Estudos com gêmeos demonstraram uma concordância significativamente maior para doença diverticular em gêmeos monozigóticos (idênticos) comparados aos dizigóticos (fraternos), sugerindo que fatores hereditários contribuem com aproximadamente 40-50% do risco de desenvolvimento da doença.

Impacto da obesidade e gordura visceral

A correlação entre obesidade e doença diverticular está bem estabelecida na literatura científica. Pesquisas epidemiológicas demonstram que indivíduos com Índice de Massa Corporal (IMC) superior a 30 kg/m² apresentam um risco até quatro vezes maior de hospitalização por complicações relacionadas à doença diverticular quando comparados àqueles com IMC inferior a 21 kg/m².
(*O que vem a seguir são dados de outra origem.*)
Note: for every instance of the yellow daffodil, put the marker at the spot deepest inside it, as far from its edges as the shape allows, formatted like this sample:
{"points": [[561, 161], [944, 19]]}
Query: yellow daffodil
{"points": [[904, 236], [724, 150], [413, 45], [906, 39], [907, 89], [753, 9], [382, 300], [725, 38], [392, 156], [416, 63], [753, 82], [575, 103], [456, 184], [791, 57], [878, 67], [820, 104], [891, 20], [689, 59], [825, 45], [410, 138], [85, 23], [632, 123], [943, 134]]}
Particularmente significativa é a distribuição corporal dessa gordura. A gordura visceral (acumulada internamente, ao redor dos órgãos abdominais) exerce efeitos biológicos mais deletérios que a gordura subcutânea. O tecido adiposo visceral, localizado no mesentério (membrana que sustenta os intestinos), não é metabolicamente inerte, mas sim um órgão endócrino ativo que secreta diversas substâncias inflamatórias.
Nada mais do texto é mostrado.